Naja, bei Alibaba kosten die Dinger 120 Euro ohne Porto
Stimmt, wenn die Batterien eingebaut sind. Davon habe ich auch zwei Stück im Keller. Effektiv wären es 4x10-15kg schwerer gewesen was egal gewseen wäre, weil die ja auf dem Boden stehen.
Wenn es 32 Akkus sind, dann hätte ich vier Boxen und vier 100A BMS genommen. Das BMS eigene Balancing reicht absolut für ein 16S Pack gleicher Zellen.
Das wären wohl ca. 15 bis 20% mehr Geld gewesen, aber ein deutliches mehr an Sauberkeit und Sicherheit.
Naja, Du hast ja schon entschieden. Sauber schaut der Aufbau schon aus. Hoffentlich sind deine Räumlichkeiten trocken.
@wolfgangs Das Porto beträgt Alibabatypisch sicher 250 € pro Kiste.

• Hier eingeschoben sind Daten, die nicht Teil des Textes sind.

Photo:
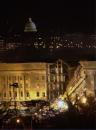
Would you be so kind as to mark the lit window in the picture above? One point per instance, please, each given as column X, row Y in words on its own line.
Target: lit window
column 26, row 85
column 43, row 94
column 4, row 94
column 43, row 77
column 21, row 94
column 10, row 94
column 27, row 94
column 21, row 85
column 15, row 94
column 38, row 94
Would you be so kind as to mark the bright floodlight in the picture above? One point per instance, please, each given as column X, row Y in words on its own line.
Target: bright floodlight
column 84, row 100
column 18, row 120
column 62, row 105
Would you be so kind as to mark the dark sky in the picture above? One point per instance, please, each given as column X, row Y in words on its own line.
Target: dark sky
column 66, row 15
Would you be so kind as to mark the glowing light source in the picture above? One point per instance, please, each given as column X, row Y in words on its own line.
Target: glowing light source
column 18, row 120
column 62, row 105
column 84, row 100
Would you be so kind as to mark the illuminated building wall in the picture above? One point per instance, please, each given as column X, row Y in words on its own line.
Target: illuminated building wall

Mit Busbars, Kabeln, BMS und dem Rest sind das jenseits von 500 €, eher 600 €+. Habe ich schon für Freunde gebastelt.
Und ich müsste die 4 Batteerien balancen, worauf ich keine Lust habe.
Offgrid-Andy würde sicher alle zwei Wochen ein Video drüber drehen, aber bei meinen Eltern muss es auch so laufen.

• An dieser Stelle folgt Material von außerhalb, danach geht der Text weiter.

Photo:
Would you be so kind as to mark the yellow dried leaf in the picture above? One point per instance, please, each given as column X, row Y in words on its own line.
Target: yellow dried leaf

ja das ist ein problem ich baue gerade zwei 16s akkus und habe 4mm keramikfaserpapier als zelltrenner verwendet
genial das zeug, brennt nicht und isoliert die heisse zelle thermisch von den anderen.
ja auch im e auto gibt es paralele
ich habe auch zwei akkus mit 230ah zellen 16s 2p
laufen wunderbar
wenn man das jetzt weiterspinnt sagen wir es gäbe 600ah zellen wäre das etwa besser als 16s 1p? wäre genau das gleiche wenn eine 600ah zelle draufgeht dann muss die energie irgendwohin
spielt dann keine rolle ob 2x 300ah hops gehen
der einzige vorteil wäre 300ah in 16s 1p getrennte gehäuse zu bauen wenn dann eine 300ah zelle draufgeht dann bleibt es bei guter isolation der anderen zellen nur bei der einen und zwei benachbarte nehmen dann auch noch etwas schaden.